Chemotherapy resistance presents a major challenge in the treatment of hepatocellular carcinoma (HCC), with the underlying molecular mechanisms largely unknown. This study aimed to investigate the role of tissue factor pathway inhibitor 2 (TFPI2) in modulating HCC chemosensitivity. We explored the impact of TFPI2 on sorafenib sensitivity in patient-derived organoids and mouse models using immunofluorescence analysis, chromatin immunoprecipitation, and RNA immunoprecipitation. We observed the downregulation of TFPI2 in HCC, and its deletion in mice (TFPI2^HKO) accelerated DEN-induced liver tumorigenesis. Notably, TFPI2 overexpression increased sorafenib sensitivity in HCC organoids and in vivo models. Mechanistic insights indicated that TFPI2 stabilizes the mRNA of growth arrest and DNA damage-inducible alpha (GADD45A) by engaging the cell cycle and apoptosis regulator 2 (CCAR2), promoting GADD45A-mediated DNA damage and inhibiting homologous recombination repair.

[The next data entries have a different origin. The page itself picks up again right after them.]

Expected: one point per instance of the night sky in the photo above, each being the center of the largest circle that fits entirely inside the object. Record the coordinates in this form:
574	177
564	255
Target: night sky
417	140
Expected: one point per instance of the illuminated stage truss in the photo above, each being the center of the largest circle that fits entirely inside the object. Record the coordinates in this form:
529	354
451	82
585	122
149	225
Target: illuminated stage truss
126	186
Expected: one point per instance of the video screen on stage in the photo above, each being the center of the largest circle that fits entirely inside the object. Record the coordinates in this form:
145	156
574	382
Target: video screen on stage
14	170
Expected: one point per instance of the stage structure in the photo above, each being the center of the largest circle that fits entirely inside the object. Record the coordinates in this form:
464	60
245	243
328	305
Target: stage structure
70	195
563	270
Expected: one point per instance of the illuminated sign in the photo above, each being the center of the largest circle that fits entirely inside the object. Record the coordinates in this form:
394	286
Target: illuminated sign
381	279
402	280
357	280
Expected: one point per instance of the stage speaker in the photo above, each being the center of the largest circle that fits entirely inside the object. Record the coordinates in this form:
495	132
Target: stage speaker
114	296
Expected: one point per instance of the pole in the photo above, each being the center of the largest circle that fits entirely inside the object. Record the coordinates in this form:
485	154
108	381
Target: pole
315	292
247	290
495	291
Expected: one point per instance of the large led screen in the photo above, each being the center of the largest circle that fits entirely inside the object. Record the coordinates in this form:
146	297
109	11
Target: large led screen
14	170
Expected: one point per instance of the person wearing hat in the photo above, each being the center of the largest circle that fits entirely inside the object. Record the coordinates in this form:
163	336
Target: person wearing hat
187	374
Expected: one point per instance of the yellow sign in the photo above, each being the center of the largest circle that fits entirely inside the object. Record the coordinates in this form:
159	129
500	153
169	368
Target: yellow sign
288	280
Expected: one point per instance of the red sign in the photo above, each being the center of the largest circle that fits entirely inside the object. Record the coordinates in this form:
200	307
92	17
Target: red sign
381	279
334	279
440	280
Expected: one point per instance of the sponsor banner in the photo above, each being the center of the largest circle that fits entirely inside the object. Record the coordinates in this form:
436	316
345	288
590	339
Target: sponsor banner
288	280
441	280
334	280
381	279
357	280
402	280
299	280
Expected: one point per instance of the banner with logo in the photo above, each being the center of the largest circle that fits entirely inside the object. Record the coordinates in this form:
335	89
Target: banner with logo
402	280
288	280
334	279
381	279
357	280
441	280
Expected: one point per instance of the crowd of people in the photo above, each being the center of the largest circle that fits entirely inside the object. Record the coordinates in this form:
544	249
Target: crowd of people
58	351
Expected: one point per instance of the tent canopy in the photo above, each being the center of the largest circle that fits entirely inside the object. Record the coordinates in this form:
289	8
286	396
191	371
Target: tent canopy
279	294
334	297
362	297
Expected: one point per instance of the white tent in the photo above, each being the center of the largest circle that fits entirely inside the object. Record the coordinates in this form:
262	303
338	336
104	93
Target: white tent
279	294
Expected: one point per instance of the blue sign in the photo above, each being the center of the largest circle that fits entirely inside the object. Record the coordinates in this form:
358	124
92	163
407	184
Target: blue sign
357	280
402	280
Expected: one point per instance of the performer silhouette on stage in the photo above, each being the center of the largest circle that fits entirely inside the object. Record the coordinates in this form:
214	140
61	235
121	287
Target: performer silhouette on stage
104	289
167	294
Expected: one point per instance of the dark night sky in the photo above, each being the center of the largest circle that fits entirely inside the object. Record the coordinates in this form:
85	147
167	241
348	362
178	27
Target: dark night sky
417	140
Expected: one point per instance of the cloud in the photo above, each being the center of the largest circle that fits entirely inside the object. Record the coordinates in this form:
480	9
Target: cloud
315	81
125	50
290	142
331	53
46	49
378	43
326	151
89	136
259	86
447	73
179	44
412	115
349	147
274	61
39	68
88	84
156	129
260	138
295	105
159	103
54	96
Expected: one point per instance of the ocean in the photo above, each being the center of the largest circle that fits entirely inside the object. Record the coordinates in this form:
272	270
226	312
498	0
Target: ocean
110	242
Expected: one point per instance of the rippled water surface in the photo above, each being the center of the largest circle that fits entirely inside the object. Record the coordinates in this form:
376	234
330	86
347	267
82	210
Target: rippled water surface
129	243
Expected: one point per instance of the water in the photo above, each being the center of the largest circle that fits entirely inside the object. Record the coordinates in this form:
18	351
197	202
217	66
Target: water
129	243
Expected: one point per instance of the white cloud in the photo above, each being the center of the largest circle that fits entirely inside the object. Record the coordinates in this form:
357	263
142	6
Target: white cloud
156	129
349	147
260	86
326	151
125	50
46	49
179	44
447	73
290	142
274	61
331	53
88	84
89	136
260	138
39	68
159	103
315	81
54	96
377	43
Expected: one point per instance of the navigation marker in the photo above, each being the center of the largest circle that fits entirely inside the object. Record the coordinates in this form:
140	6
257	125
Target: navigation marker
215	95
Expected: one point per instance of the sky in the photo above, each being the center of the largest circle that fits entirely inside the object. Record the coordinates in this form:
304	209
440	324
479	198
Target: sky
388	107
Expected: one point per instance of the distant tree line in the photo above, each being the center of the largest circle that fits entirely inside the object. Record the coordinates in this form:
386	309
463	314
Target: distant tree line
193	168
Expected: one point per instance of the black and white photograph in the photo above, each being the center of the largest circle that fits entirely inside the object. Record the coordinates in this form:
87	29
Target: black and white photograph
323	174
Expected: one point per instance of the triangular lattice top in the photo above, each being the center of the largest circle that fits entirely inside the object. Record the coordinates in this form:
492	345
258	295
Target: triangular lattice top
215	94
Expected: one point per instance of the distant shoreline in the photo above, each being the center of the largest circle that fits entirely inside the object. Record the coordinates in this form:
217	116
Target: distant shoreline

Furthermore, TFPI2 protects CCAR2 from ubiquitination-induced degradation by associating with the deubiquitinating enzyme BRCC3. We identified polydatin, a resveratrol glycoside, which upregulates TFPI2 and synergistically enhances the chemosensitizing effect of sorafenib in organoids and in vivo. TFPI2 plays a critical role in CCAR2-GADD45A-induced DNA damage repair, providing a strategy to enhance HCC chemosensitivity. Our findings elucidate the molecular intricacies of chemoresistance in HCC and reveal a potential therapeutic target for alleviating this resistance.